I think the gist of those notes is to break up the string into many tiny "rigid" intervals and then use Newton's Law to derive a relation between the mass, acceleration and sum of all forces on that rigid piece of wire. However, when they say "we shall denote by $F(x,t)\Delta x$ the sum of the external forces on the string" I do not get why we would multiply a force by a length.

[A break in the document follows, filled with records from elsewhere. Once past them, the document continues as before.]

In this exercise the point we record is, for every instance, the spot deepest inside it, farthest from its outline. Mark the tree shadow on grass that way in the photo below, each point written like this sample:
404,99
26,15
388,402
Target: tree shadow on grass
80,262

The formula given in the linked notes is, $$\overbrace{\rho(x)}^{\text{density}}\underbrace{\sqrt{\Delta x^2+\Delta u ^2}}_{\text{length}}u_{tt}=\overbrace{T(x+\Delta x,t)\sin \theta (x+\Delta x,t)-T(x,t)\sin \theta (x,t)}^{\text{sum of tension forces on ends of string}}+\underbrace{F(x,t)\Delta x}_{\text{external forces}}$$ Where $u(x,t)$ is the distance at time $t$ from the equilibrium point to the point at position $x$ on the string and $\theta(x,t)$ is the angle between the horizontal and the tangent line at position $x$ at time $t$. What I just do not understand is why the external forces get represented as $F(x,t)\Delta x$ and not simply as $F(x,t)$. Is it just to avoid problems when dividing by $\Delta x$ and letting $\Delta x \to 0$? Why is this justified, or what is the reasoning behind it?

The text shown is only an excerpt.